Friday night at the Beacon saw a great sequence of audio-visual treats that started with a triple-bill in The Lantern. First up, Penumbra from Dali de Saint Paul and bassist Maxwell Sterling was an improvised response to a combination of lights and projected images from Rebecca Salvadori and Charlie Hope. Their sonic narrative was a grippingly tense soundscape, deep throbbing loops and aggressive breathing enhanced by odd subtitles on screen images of workshops and cityscapes. By contrast, Parisian digital composer Aho Ssan and Sevi Iko Dømochevsky slammed unhesitatingly into a visceral apocalypse of deconstructed dance music to an explosive swirling visual backdrop.

Bristol New Music Festival – Aho Ssan & Sevi Iko Dømochevsky (pic: Tony Benjamin)

The dynamic energy of their set didn’t sustain itself into headliner Klein’s closing show, however.

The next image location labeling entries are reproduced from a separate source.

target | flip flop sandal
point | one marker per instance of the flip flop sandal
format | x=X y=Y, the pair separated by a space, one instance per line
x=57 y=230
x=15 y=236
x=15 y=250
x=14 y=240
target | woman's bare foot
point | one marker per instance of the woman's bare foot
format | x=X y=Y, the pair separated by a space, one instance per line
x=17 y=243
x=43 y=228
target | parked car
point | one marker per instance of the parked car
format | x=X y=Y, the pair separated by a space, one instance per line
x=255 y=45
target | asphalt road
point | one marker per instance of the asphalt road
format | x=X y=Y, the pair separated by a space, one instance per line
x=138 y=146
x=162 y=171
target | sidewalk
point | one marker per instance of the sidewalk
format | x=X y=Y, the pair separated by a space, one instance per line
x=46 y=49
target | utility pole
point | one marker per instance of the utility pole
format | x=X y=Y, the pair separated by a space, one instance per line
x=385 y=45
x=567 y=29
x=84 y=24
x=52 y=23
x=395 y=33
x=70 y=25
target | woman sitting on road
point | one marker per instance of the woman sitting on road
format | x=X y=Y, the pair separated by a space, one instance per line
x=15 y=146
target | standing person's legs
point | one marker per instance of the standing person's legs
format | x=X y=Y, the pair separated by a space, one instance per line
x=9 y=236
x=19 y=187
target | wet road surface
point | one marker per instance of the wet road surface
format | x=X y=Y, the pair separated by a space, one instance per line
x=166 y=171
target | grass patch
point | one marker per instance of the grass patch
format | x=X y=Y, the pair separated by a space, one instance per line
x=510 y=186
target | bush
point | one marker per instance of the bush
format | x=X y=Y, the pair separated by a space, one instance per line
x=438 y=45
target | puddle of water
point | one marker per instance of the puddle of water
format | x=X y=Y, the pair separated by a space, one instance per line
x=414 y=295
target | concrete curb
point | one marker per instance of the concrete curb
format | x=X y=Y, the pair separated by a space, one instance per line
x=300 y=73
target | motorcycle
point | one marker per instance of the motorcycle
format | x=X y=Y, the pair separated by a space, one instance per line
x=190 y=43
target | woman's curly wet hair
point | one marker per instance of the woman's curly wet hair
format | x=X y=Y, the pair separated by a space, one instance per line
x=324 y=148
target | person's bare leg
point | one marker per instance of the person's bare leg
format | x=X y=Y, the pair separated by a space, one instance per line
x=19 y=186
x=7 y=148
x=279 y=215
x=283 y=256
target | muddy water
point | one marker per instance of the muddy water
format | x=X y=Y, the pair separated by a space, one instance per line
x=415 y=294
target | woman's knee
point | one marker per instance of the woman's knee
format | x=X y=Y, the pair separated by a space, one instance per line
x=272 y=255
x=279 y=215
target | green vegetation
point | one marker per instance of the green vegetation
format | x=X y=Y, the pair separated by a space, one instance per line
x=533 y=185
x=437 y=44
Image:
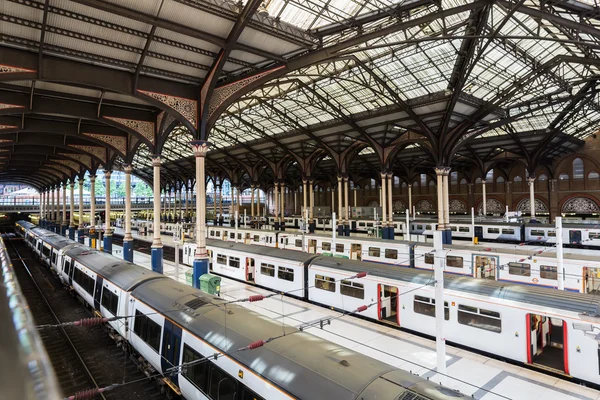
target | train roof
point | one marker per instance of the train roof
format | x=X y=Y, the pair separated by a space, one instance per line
x=262 y=250
x=551 y=298
x=304 y=365
x=124 y=274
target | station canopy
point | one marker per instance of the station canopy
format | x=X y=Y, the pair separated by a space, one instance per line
x=293 y=87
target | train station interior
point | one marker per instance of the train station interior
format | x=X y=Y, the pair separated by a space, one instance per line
x=272 y=199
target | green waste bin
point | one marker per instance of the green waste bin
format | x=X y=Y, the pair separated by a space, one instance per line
x=210 y=284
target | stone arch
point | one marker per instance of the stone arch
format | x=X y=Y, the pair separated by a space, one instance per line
x=524 y=205
x=580 y=204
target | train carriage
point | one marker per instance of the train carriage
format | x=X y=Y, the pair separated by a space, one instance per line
x=531 y=325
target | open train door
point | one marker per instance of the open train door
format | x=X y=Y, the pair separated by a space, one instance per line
x=547 y=343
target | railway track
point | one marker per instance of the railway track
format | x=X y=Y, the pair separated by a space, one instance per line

Seemingly lost in smoky darkness it felt as though it began with technical difficulties before thrashing post-punk guitar chords established an insistent pulse. It was strangely reminiscent of church bells, yet with a harshness emphasised by fierce strobe lights, with simplistic line drawings adding an enigmatic counterpoint. People drifted over to the main hall where a packed ground floor audience shuffled under the beautifully relentless graphic evolutions of Ryoji Ikeda with its accompanying soundtrack of mashed up electronic dance music, moments of reggae bliss or drum and bass tension blurring into one another beautifully.

Bristol New Music Festival – Apartment House (pic: Tony Benjamin)

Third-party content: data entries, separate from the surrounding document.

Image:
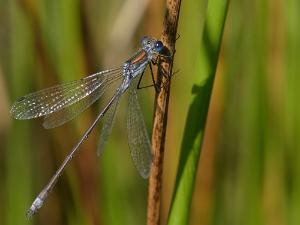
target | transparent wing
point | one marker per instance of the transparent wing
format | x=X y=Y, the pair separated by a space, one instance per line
x=107 y=125
x=53 y=99
x=70 y=112
x=139 y=143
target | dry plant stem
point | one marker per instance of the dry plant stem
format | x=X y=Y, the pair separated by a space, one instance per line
x=161 y=112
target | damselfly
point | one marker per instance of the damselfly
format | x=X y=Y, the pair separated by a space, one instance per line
x=59 y=104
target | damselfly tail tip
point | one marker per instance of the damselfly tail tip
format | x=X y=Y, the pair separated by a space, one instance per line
x=29 y=213
x=38 y=202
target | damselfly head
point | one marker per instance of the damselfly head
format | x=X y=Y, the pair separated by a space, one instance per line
x=151 y=44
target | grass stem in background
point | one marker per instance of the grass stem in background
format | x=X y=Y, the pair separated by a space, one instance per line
x=197 y=114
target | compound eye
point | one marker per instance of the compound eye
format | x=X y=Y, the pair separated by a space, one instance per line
x=158 y=46
x=145 y=41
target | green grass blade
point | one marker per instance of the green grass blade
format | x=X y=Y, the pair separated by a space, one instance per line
x=195 y=122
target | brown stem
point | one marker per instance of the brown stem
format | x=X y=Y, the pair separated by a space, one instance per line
x=161 y=113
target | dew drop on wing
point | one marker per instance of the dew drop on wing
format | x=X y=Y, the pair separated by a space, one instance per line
x=20 y=99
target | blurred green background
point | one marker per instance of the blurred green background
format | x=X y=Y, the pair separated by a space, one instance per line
x=250 y=162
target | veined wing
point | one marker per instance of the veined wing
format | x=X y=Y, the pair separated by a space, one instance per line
x=107 y=125
x=53 y=99
x=70 y=112
x=139 y=143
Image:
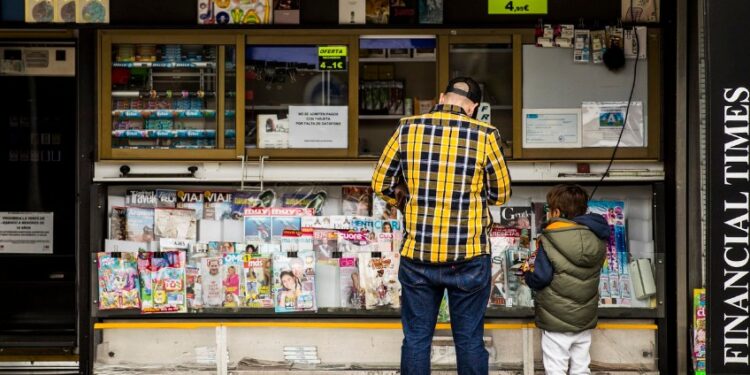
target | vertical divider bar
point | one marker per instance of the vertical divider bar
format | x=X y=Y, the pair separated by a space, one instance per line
x=220 y=98
x=528 y=350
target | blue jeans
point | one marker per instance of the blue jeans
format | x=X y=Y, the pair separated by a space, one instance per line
x=422 y=287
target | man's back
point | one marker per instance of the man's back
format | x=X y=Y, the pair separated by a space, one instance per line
x=452 y=166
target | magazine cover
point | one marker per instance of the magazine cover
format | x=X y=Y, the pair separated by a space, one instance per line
x=517 y=292
x=258 y=279
x=382 y=210
x=540 y=217
x=389 y=235
x=502 y=240
x=356 y=200
x=377 y=11
x=166 y=198
x=379 y=277
x=175 y=223
x=615 y=267
x=294 y=282
x=117 y=219
x=217 y=205
x=141 y=198
x=325 y=243
x=431 y=11
x=162 y=282
x=212 y=281
x=192 y=200
x=233 y=266
x=350 y=241
x=327 y=278
x=258 y=228
x=520 y=217
x=352 y=292
x=139 y=224
x=193 y=287
x=118 y=281
x=243 y=200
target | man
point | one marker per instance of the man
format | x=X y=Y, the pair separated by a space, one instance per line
x=443 y=169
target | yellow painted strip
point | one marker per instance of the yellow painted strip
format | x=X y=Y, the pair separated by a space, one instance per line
x=334 y=325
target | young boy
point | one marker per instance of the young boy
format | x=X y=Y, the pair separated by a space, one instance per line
x=571 y=250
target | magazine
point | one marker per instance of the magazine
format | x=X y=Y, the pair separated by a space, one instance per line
x=356 y=200
x=379 y=277
x=389 y=235
x=139 y=224
x=192 y=200
x=258 y=279
x=212 y=281
x=314 y=201
x=327 y=278
x=166 y=198
x=117 y=219
x=517 y=292
x=616 y=289
x=175 y=223
x=352 y=293
x=193 y=287
x=118 y=281
x=232 y=279
x=350 y=241
x=141 y=198
x=294 y=282
x=217 y=205
x=520 y=217
x=162 y=278
x=502 y=240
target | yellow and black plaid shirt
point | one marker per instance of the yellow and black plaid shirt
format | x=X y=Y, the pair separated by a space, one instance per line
x=453 y=168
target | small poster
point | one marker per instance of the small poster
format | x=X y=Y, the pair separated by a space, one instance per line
x=552 y=128
x=318 y=126
x=603 y=122
x=26 y=232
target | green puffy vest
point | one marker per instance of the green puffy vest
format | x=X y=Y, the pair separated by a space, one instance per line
x=570 y=302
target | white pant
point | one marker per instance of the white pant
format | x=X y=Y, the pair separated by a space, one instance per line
x=559 y=349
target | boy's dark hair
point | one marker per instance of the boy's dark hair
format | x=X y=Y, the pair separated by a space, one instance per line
x=570 y=199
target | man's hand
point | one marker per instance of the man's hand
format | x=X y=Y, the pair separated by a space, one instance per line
x=401 y=195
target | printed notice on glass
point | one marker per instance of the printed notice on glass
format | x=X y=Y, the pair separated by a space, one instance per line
x=603 y=123
x=26 y=232
x=552 y=128
x=318 y=127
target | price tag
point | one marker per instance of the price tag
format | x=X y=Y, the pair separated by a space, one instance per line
x=511 y=7
x=332 y=58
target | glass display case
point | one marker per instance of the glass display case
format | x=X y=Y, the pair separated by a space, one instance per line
x=165 y=98
x=297 y=97
x=490 y=61
x=397 y=78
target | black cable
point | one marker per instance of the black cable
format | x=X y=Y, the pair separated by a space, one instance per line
x=627 y=109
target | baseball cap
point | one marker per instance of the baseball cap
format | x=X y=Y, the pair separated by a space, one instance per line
x=474 y=92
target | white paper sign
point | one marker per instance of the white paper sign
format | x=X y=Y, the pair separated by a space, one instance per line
x=318 y=127
x=603 y=122
x=552 y=128
x=26 y=232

Amongst all these pleasures two highlight performances stood out, the first being Apartment House at St George’s. Their opening was a string quartet plus keyboard arrangement of theatre music by Arthur Russell, a layered piece of steady minimalism driven by subtle variations that established a kind of contemplative atmosphere  which would prove ideal for their subsequent performance of the Nico album The Marble Index. This proved a triumphant refreshment to that extraordinary original, with all the musical ideas and dynamics captured in the string arrangements. The peerless performance of vocalist Francesca Fargion deployed gentle clarity and avoidance of melodrama to bring out the full strangeness of Nico’s somewhat elliptical poetry. The beautiful simplicity of Frozen Warnings and the musical chaos of The End of Time were exceptional moments.

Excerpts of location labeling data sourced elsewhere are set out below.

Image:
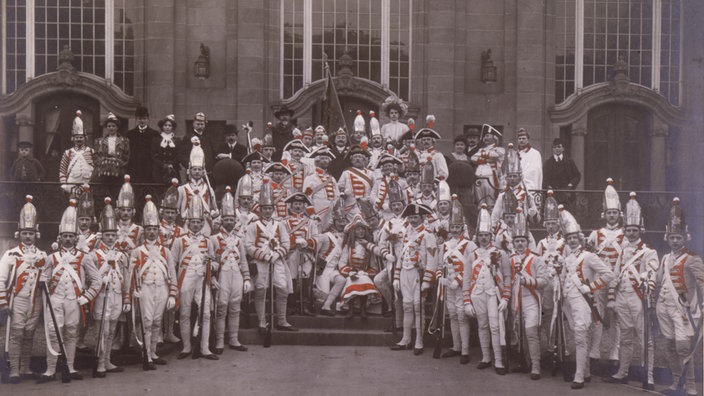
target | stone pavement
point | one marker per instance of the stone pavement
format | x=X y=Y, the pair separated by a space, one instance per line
x=317 y=370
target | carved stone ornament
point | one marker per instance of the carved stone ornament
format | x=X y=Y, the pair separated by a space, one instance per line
x=66 y=74
x=620 y=84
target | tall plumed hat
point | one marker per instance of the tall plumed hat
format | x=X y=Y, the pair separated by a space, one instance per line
x=456 y=212
x=227 y=205
x=150 y=214
x=483 y=220
x=520 y=226
x=551 y=212
x=85 y=203
x=245 y=186
x=512 y=161
x=77 y=128
x=69 y=219
x=170 y=199
x=568 y=224
x=28 y=216
x=197 y=156
x=125 y=198
x=633 y=215
x=611 y=200
x=108 y=221
x=675 y=221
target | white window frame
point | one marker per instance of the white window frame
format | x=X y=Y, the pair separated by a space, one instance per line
x=308 y=44
x=656 y=47
x=30 y=58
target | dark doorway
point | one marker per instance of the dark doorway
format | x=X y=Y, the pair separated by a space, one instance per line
x=52 y=127
x=618 y=146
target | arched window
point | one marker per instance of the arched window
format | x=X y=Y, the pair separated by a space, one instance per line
x=98 y=32
x=375 y=33
x=593 y=34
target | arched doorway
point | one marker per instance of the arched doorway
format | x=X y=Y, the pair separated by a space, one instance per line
x=53 y=120
x=618 y=145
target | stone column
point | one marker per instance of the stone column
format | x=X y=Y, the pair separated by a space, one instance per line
x=658 y=155
x=579 y=131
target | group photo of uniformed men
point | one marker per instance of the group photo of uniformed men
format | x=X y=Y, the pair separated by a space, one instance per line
x=367 y=222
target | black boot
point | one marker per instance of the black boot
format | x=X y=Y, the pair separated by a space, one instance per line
x=363 y=307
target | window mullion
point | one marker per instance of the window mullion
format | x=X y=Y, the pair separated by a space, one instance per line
x=29 y=44
x=385 y=45
x=579 y=45
x=657 y=36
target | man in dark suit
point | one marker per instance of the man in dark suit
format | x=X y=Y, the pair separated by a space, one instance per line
x=560 y=172
x=206 y=143
x=140 y=138
x=231 y=147
x=282 y=132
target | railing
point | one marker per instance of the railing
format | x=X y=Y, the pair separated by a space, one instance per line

Bristol New Music Festival – [Ahmed] (pic: Tony Benjamin)

The other highlight actually closed the festival when improvising jazz quartet [Ahmed] performed at Strange Brew. Their solid set had a relentless propulsion from the outset, pianist Pat Thomas pounding an Afro-Latin groove against Antonin Gerbal’s tight-knit drum pattern, Joel Grip‘s urgent bass and the punching squawks of Seymour Wright’s alto sax. The music reshaped, stripped back at times, growlingly restrained before rushing back to maximum intensity but always perfectly integrated and balanced with a clarity of pulsing purpose. It was a pure primal endorphin flow that swept the audience along unquestioningly to wherever it was going, a forceful reminder that, for all the intellectual and aesthetic processing behind much New Music, underlying it all it’s the beat that goes on.